- Born: 18 July 1929 Luanda, Portuguese Angola
- Died: 21 February 2019 (aged 89) Olathe, Kansas
- Genres: Classical
- Occupation: Musician
- Instrument: Piano

= Sequeira Costa =

Portuguese pianist (1929–2019)

José Carlos de Sequeira Costa (18 July 1929 in Luanda, Angola – 21 February 2019 in Olathe, Kansas) was a Portuguese pianist who is especially renowned for his interpretations of the Romantic repertoire.

As a child, Sequeira Costa showed exceptional musical talent. When he was eight years old, he moved to Lisbon to become the protégé of José Vianna da Motta who was one of the last pupils of Franz Liszt. Following Vianna da Motta's death in 1948, Sequeira Costa continued his studies in London under another eminent pianist, Mark Hambourg. Sequeira Costa also worked with Marguerite Long and Jacques Fevrier in Paris and Edwin Fischer in Switzerland. Under these teachers, Sequeira Costa was immersed in both the German and French schools of pianism. In his performing career, Sequeira Costa drew upon his understanding of both traditions to develop his personal style of musical interpretation.

At the age of 22, Sequeira Costa won the second Grand Prix at the Marguerite Long International Piano Competition in 1951. Five years later, he founded the Vianna da Motta International Music Competition in Lisbon. In 1958, Dmitri Shostakovich invited Sequeira Costa to sit on the jury of the inaugural International Tchaikovsky Competition in Moscow, on which he served a further six times. In both 1960 and 2000 he was a juror of the Chopin International Piano Competition. He also served on the jury of the Paloma O'Shea Santander International Piano Competition in 1980.

In his later life, Sequeira Costa continued to appear regularly on the panels of some of the world's most prestigious music competitions, while also delivering numerous master classes and giving regular tours. Sequeira Costa recorded the complete cycle of piano concertos by Sergei Rachmaninoff. His final recording was of the complete sonatas of Ludwig van Beethoven.

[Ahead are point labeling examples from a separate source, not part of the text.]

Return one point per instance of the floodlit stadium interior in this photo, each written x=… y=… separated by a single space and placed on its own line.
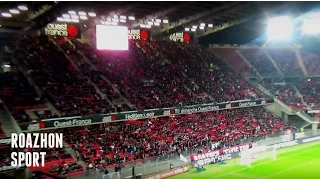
x=160 y=89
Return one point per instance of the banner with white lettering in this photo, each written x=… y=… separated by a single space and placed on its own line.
x=133 y=115
x=180 y=37
x=141 y=34
x=62 y=29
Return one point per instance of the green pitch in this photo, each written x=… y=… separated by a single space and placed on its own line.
x=297 y=162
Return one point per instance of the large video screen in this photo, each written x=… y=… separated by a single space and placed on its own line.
x=111 y=37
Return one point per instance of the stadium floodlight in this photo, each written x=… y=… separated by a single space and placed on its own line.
x=83 y=17
x=72 y=12
x=280 y=28
x=74 y=16
x=311 y=25
x=115 y=20
x=6 y=14
x=60 y=19
x=23 y=8
x=92 y=14
x=131 y=18
x=75 y=20
x=14 y=11
x=82 y=13
x=66 y=16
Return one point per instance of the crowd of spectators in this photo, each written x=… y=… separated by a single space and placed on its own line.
x=107 y=145
x=69 y=91
x=286 y=93
x=18 y=95
x=311 y=93
x=260 y=61
x=233 y=59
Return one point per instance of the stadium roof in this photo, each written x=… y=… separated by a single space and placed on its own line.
x=215 y=15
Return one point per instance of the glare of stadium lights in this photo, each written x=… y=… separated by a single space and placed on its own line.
x=66 y=15
x=23 y=8
x=72 y=12
x=74 y=16
x=81 y=13
x=14 y=11
x=311 y=25
x=67 y=19
x=60 y=19
x=279 y=28
x=83 y=17
x=75 y=20
x=6 y=14
x=92 y=14
x=115 y=20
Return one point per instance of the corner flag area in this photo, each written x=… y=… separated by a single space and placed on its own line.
x=298 y=162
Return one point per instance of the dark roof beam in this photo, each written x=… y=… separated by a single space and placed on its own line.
x=220 y=27
x=195 y=17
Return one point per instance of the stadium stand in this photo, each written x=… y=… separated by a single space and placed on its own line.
x=138 y=141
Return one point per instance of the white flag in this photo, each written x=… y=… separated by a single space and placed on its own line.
x=182 y=158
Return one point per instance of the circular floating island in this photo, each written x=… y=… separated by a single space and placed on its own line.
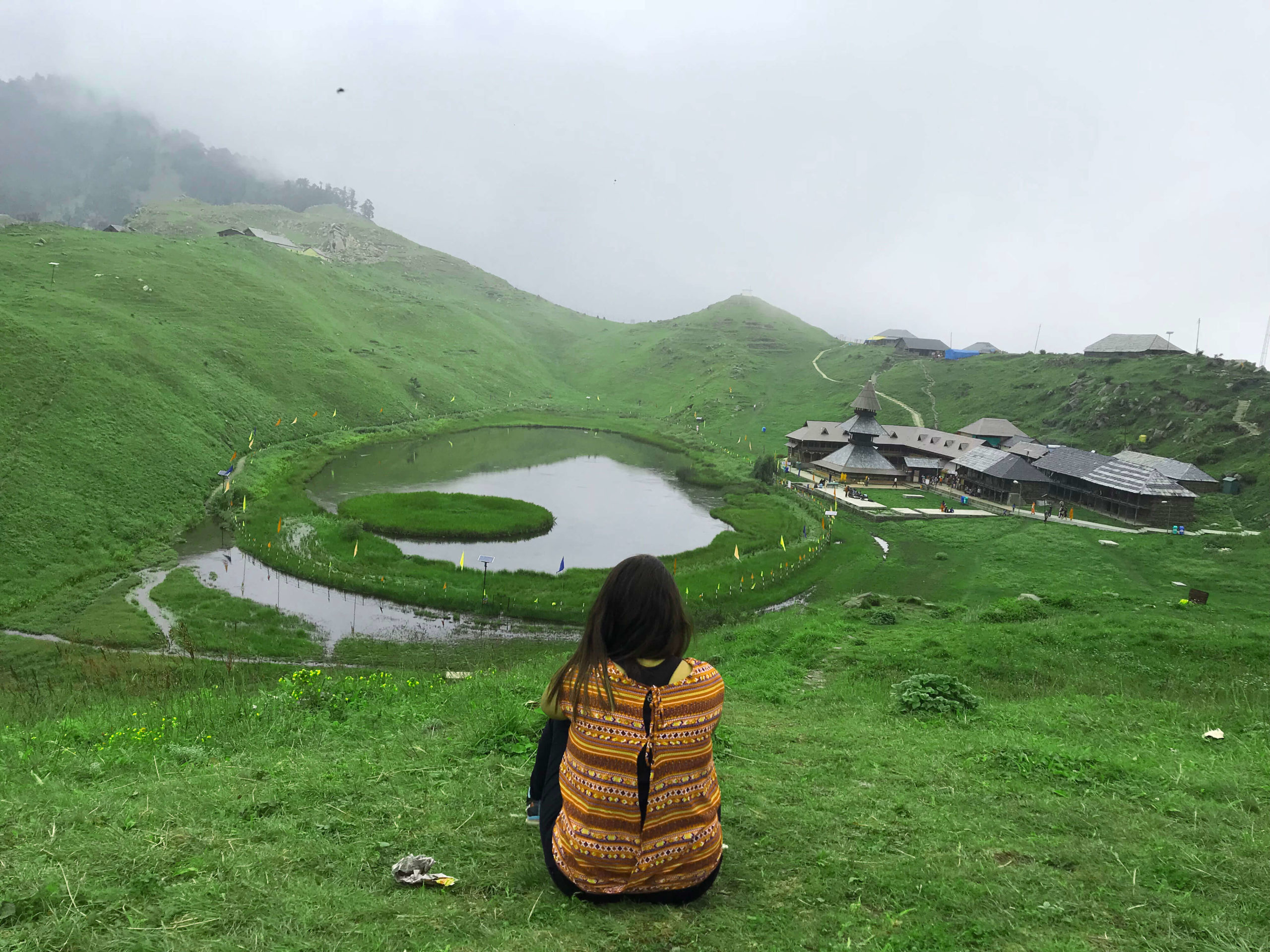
x=448 y=517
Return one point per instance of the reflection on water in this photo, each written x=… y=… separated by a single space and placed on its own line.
x=611 y=497
x=339 y=615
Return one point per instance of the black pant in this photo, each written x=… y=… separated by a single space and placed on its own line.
x=545 y=789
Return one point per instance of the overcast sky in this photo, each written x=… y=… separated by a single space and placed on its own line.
x=959 y=169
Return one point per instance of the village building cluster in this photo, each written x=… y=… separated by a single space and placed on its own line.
x=994 y=460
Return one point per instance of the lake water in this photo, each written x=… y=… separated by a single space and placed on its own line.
x=611 y=497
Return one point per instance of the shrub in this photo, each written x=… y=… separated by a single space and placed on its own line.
x=1008 y=610
x=765 y=469
x=937 y=694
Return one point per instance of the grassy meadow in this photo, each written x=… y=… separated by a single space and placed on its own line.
x=175 y=804
x=182 y=803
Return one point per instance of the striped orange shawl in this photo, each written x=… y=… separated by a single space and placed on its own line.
x=597 y=841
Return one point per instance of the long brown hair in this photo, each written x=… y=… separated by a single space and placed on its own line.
x=638 y=613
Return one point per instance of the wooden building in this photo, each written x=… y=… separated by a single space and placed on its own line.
x=1126 y=490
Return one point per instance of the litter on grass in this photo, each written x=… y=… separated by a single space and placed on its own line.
x=414 y=871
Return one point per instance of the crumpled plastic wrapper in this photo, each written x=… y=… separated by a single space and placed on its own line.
x=416 y=871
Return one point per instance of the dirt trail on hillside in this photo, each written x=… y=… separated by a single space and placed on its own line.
x=930 y=391
x=917 y=416
x=818 y=366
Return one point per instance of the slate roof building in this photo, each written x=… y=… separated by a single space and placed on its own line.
x=813 y=441
x=1187 y=474
x=1119 y=488
x=992 y=431
x=1001 y=476
x=1132 y=346
x=921 y=441
x=859 y=457
x=889 y=337
x=921 y=347
x=282 y=241
x=1026 y=447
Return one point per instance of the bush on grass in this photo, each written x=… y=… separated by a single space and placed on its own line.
x=934 y=694
x=765 y=470
x=1008 y=610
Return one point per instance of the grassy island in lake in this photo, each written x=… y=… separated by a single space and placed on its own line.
x=448 y=517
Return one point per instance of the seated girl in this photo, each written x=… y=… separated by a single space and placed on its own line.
x=624 y=786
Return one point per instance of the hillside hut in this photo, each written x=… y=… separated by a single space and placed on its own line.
x=280 y=240
x=889 y=337
x=1132 y=346
x=921 y=347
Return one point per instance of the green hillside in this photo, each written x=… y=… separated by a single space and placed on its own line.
x=148 y=362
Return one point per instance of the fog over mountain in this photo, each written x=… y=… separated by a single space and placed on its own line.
x=959 y=169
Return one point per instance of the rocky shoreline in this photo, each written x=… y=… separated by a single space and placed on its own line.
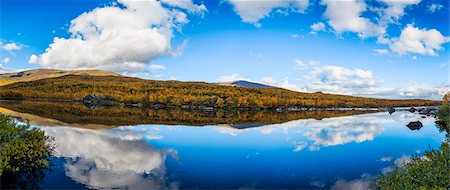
x=93 y=101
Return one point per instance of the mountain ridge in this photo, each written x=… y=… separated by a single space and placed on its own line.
x=37 y=74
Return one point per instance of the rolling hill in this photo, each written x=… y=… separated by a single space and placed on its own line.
x=193 y=95
x=32 y=75
x=245 y=84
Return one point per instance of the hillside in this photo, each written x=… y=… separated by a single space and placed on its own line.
x=32 y=75
x=186 y=94
x=245 y=84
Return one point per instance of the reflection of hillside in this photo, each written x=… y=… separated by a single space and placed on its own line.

From 1976, Sequeira Costa served as the Cordelia Brown Murphy Distinguished Professor of Piano at the University of Kansas. His most successful student was the pianist Artur Pizarro, who was also his stepson. They recorded two CDs with works for two pianos by Rachmaninoff and Spanish composers and frequently gave two-piano recitals and performed together with orchestras.